”Je suis resté bloqué de 8h30 à 14h30 dans mon salon”

C’est sur fond de tensions entre certains habitants et commerçants de Vandermeersch avec des travailleurs de Larsen & Toubro et la police que se poursuivent les travaux du Metro Express, le long de l’ancienne promenade Roland Armand. Week-End s’est rendu sur les lieux jeudi dernier. C’est un véritable capharnaüm ! Le ton des ouvriers de la compagnie indienne, la nonchalance des policiers et la colère des riverains à bout de nerfs, le charivari, tout porte à croire qu’il n’y aura aucune compréhension ni concession de part et d’autre, un terrain d’entente qui s’en va rétrécissant…

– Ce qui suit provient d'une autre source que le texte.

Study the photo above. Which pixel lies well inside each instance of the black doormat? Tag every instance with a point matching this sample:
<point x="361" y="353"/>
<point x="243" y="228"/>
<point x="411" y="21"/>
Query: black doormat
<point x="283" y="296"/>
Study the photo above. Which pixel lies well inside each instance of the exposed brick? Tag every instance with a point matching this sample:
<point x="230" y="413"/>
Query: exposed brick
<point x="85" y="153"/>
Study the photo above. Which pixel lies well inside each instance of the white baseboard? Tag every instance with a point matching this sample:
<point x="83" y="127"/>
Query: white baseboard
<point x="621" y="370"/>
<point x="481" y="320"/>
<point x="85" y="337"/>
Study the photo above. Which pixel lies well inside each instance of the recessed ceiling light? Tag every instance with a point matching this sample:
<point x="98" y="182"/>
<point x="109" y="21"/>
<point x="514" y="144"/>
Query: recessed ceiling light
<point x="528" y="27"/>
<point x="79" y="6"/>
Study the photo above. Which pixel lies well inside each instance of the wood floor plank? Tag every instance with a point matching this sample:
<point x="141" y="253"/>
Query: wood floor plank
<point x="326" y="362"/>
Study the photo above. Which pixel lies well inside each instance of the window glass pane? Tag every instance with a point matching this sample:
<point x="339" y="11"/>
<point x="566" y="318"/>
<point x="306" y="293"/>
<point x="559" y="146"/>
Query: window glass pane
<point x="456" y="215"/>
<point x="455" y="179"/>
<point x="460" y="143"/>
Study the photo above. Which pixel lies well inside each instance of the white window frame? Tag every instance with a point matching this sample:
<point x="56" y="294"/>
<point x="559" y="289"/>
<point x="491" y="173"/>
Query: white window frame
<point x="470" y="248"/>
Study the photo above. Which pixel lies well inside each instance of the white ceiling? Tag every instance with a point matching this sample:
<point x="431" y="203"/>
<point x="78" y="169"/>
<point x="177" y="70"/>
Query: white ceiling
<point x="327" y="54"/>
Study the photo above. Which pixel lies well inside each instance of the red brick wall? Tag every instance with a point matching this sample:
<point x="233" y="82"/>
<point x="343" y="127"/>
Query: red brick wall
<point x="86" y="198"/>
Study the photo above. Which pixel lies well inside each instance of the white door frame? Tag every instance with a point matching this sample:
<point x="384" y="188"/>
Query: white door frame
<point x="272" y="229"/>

Quand il n’y en a plus, il y en a encore. Même s’ils aimeraient passer à autre chose, les résidents et commerçants de la rue Vandermeersch subissent de plein fouet les contrecoups du vaste projet du Metro Express. Aux bruits, vibrations, poussières et manque d’eau, sont venus s’ajouter des escarmouches verbales et le manque d’attention des policiers dans la régularisation du trafic routier à une intersection où la signalisation n’est plus suffisante. « Les travailleurs et les policiers nous prennent de haut », fulmine Salim Elahee, le directeur du Times of Arabia, un magasin de prêt-à-porter oriental, sis rue Charles de Gaulle. « Je me rends au travail. J’arrive à 11 h, et la rue était fermée. Comme ça. Sans prévenir. » L’indifférence, la veulerie et le manque d’engagement de deux policiers présents sur place mercredi dernier, serait, selon Salim Elahee, la goutte d’eau qui fait déborder le vase. Quant aux ouvriers du chantier : « Soit ils vous ignorent ou bien carrément ils élèvent la voix quand on leur demande des explications. »

Week-End a en effet constaté l’agressivité et l’impolitesse de quelques ouvriers abordant un automobiliste au moment même où ils effectuaient des travaux à l’angle des rues Vandermeersch et Malartic. « Kot ou pe ale. Pa trouve pa capav pase ta ! » a lancé l’un d’entre eux à un automobiliste qui voulait se rendre quelques mètres plus loin. Aucun panneau en bonne et due forme n’était visible, pas un seul policier n’était présent pour guider le flot de véhicules sur le site.

Autre situation à la fois grave et qui montre le caractère ubuesque de la mauvaise organisation des travaux. Nandinee, qui tient un salon de coiffure juste à côté de Times of Arabia, a eu moins de chance que son voisin. « Je suis restée bloquée de 8 h 30 à 14 h 30 dans mon salon, car on effectuait des travaux à côté, sans que je sois au préalable informée », raconte-t-elle. Par conséquent, elle a dû renvoyer tous les rendez-vous de sa clientèle.

« J’ai récemment rabroué un jeune travailleur de la construction qui urinait près de mon salon »

Manifestement excédés, Nandinee et Salim Elahee lance un appel aux autorités concernées pour pour qu’il ya ait plus de compréhension et de communication. « J’ai vécu pendant 35 ans en Angleterre et je sais comment se déroulent des travaux de tramway basés sur une planification bien établie et à l’échelle humaine, mais quand je vois la façon que cela se passe dans mon pays natal, cela ne me donne plus envie d’investir ici », s’insurge le directeur du magasin. Les habitants et les commerçants lancent, par ailleurs, un pressant appel aux ouvriers d’éviter de faire leur besoin aux alentours de leurs demeures. « J’ai récemment rabroué un jeune travailleur de la construction qui urinait à quelques mètres de mon salon », se désole la coiffeuse. « Ça pue et ce n’est pas très agréable quand on voit quelqu’un se soulager », souligne un riverain.

Les travaux pendant la nuit ont considérablement diminué, même si le porte-parole de 270 Lavwa, Adi Teeluck, nous confie avoir noté du bruit occasionné par un marteau-pilon jusqu’aux petites heures du matin il y a une semaine. Idem pour l’eau avec une meilleure fréquence en termes d’approvisionnement, selon plusieurs habitants.